Hacker News new | ask | show | jobs
by DubiousPusher 1464 days ago
I work in a slightly different context but have dealt with a similar problem. I build Unity3D apps and I write a lot UI for the editor that affects how things are serialized. I've stopped serializing enums due to being burned too many times. When people:

-Add entries not at the bottom -Rename entries -Remove entries -Rearrange entries

So instead I made a kind of data-driven enum that you create through the editor. Each entry (called a key) in the "enum" is backed by a guid. You can associate a name with each key.

When you want to save info like on/off/unset. You create an enum. Then you declare a key in your data model. The UI will then show that key as a drop-down with the mapped names as the choices. But in the end, the associated guid is what is recorded.

Not only does this largely solve the, add, rename, re-arrange problems, it solves some other persistent issues as well. I've gotten designers to pickup this tool so they stop using ints and string to signal events. This way, they define their signal once as a data-driven enum and then they see it as a choice throughout the app rather than as something they have to type in matching.

It also causes engineers to write components which are more configurable for designers. Instead of checking a literal token like:

if (currentEvent.appState == MyAppStateEnum.Start) doSomething()

They declare the Key and check its value: public Key appPhaseToDoSomething;

if (currentEvent.appState == appPhaseToDoSomething) doSomething()

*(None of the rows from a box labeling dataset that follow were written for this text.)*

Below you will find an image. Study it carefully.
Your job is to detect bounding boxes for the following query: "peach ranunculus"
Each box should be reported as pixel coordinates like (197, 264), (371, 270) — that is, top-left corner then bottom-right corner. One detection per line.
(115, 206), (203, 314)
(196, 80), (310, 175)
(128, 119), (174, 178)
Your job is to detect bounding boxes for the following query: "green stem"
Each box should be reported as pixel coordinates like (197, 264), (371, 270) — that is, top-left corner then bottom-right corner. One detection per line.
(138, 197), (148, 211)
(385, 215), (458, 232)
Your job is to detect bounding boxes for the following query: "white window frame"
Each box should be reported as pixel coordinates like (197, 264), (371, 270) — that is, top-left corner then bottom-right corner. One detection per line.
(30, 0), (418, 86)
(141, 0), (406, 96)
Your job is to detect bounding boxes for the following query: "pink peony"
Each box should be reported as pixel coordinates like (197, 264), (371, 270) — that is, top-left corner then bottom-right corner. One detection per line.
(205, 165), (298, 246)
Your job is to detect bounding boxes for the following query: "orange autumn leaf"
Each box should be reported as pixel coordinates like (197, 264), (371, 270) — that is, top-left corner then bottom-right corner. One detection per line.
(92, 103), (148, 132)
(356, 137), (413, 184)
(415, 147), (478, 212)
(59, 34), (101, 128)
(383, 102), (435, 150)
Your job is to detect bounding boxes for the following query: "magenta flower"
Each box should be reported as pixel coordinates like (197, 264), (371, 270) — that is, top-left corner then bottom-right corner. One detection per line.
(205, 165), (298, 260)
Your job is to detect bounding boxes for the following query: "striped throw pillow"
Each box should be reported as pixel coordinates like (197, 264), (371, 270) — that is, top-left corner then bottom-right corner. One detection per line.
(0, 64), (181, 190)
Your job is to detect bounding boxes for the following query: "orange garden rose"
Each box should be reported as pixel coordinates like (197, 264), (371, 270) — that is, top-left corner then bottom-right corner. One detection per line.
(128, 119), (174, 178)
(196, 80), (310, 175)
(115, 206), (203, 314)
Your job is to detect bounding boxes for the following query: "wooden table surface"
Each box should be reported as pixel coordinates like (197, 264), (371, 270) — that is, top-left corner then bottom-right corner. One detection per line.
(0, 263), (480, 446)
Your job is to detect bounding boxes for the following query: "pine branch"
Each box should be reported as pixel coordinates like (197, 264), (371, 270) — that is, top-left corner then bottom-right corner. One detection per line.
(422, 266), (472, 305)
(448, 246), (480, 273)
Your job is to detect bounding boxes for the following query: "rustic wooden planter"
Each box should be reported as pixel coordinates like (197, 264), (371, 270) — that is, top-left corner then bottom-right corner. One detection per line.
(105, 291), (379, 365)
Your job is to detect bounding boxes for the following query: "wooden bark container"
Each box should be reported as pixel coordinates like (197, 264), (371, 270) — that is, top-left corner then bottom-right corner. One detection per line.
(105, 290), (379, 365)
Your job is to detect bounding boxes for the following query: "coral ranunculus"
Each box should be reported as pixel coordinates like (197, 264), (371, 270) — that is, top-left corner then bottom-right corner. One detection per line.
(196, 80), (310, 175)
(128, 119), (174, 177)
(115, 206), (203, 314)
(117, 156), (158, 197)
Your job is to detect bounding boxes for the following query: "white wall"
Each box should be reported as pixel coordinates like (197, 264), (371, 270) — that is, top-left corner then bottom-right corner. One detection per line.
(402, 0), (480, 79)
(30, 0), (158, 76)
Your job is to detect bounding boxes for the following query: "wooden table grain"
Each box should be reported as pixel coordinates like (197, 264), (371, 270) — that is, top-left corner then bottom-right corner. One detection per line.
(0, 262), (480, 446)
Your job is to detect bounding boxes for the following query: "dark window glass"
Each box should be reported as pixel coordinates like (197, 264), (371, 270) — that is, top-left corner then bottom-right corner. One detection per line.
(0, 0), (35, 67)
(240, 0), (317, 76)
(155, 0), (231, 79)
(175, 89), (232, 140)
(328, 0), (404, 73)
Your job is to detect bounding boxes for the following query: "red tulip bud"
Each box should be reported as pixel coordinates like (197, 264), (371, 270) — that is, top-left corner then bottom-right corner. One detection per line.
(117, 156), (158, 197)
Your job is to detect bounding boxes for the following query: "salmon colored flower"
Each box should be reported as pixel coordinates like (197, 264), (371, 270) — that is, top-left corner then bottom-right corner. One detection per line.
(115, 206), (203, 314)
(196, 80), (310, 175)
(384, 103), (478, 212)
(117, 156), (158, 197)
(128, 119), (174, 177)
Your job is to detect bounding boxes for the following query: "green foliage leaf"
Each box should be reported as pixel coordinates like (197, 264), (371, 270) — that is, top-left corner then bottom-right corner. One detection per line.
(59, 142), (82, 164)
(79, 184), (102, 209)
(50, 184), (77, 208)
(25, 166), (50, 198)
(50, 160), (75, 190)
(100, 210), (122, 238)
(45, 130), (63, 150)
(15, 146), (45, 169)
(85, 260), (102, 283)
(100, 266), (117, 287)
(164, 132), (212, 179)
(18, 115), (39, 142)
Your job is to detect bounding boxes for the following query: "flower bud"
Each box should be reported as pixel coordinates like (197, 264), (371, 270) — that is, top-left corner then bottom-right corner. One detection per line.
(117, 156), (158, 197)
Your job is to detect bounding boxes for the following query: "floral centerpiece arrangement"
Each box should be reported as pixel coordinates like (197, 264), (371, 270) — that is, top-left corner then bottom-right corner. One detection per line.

Since appPhaseToDoSomething is exposed as a dropdown in the editor, it means a designer can change the phase when something might happen without an engineer. And engineers basically have to write in this modular way because there's no token to check.

2 comments

It also means that there is no way to guarantee that you have covered all possible values for the enum, whereas if an enum value was removed in your older example, you would get a compile error.
Covered in what sense? As in tested? I can easily open the data driven enum amd push all values through some switching code if desired.

To alert the user about removed values I have code which checks key values against the definition and errors on deleted values. Using tokenized enum values is convenient for the programmer but again I want to discourage it as it often blocks the non-coding designers on my team when they need to extend a component to handle more app states.

Compiler token checking is nice but IMO data driven behavior is nicer. We dont avoid the use of strings and ints or any other kind of data because they don't have a compile time tokenized representation.

Do you load this entire table into memory or do a db/cache lookup every time?
I load all the names at once. If this ever became a problem I'd segment them with bloom filters or something like that.

Note that in my applications the names are not known at runtime because comparing the guids is sufficient and these drop downs are not shown to the user but only the designer.

Were I employing this system in a more distributed fashion I might reconsider packing the names with guids understanding of them to be frozen after build.

I'm also considering a method to allow an engineer to limit the scope of key so that the designer is presented with a subset and not aall of the key options when setting the value.